Discussion in 'Fundamentals of Law (Usul)' started by Break The Cross, Sep 17, 2006.

  1. Break The Cross

    Break The Cross New Member

    As Salaamu 'Alaykum

    This principle of 'Masalah Mursalah', is this a well established principle or it is a disputed one? Is there anything written on this topic in English?

    Also if this principle is correct than how can it be applied?
     
  2. Ibn Adam

    Ibn Adam Jū yoku sei gō

    wa 'alaykum salam,

    Kamali's book (attached) gives a relatively detailed insight into the topic in English. Other than that I think Nyazee's book also touches on it.
     

    Attached Files:

  3. jinnzaman

    jinnzaman New Member

  4. abudurrah

    abudurrah muslim male

    an observation
    the link given seems to be sufi

    anyway from the link it suggests that As shafi and imam ghazali was against the principle of 'Masalah Mursalah'
    it also indicates that this principle also has roots in greek philosphy and has been of wide debate on its ecceptability between sholars and so it is not as accepted as it may seem
     
    Last edited: Feb 1, 2007
  5. Aburafay

    Aburafay New Member

    Assalamo AlaIkum

    The conclusion says that
    Why do you say it is sufi. I did a course once, where this was the prescribed reading.

    Haven't read it, but why do you say that it may be from greek philosophy. As far as I recall, Dr.

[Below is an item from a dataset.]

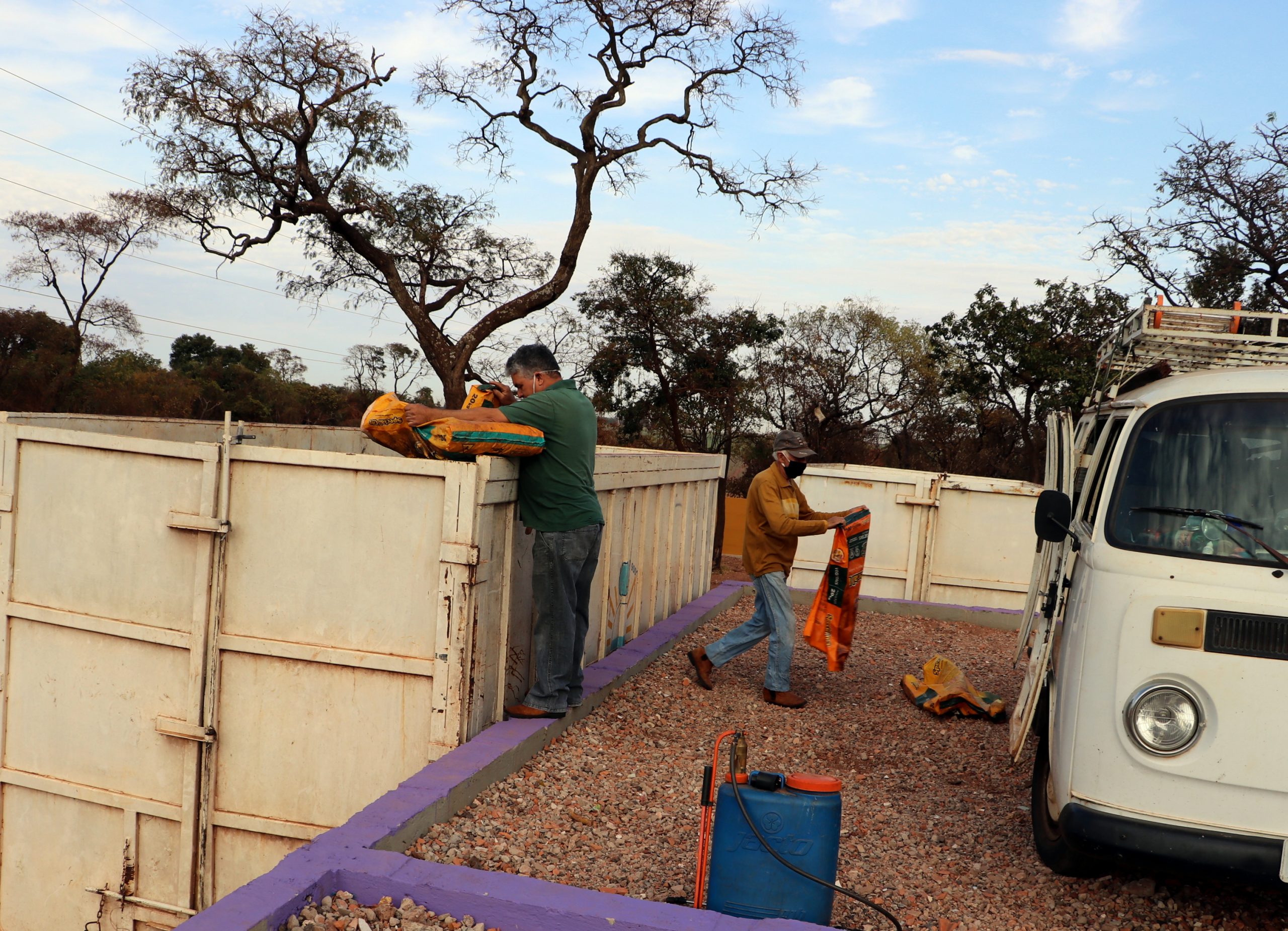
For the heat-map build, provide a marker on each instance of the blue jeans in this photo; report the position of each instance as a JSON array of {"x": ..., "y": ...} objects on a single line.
[
  {"x": 564, "y": 567},
  {"x": 774, "y": 618}
]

Hashim Kamali has relied on the Qur'an and Sunnah, and has quoted from extremely reliable scholars.

    Wassalam
     
  6. abudurrah

    abudurrah muslim male

    http://ourworld.compuserve.com/homepages/ABewley/

    if you look at the homepage of the link it says 'This page is devoted to Islamic topics, in particular Maliki jurisprudence (fiqh), Sufism (tasawwuf)'

    it also has some quotes praising ibn al arabi (if you believe that ibn al arabi is a good then please defend him)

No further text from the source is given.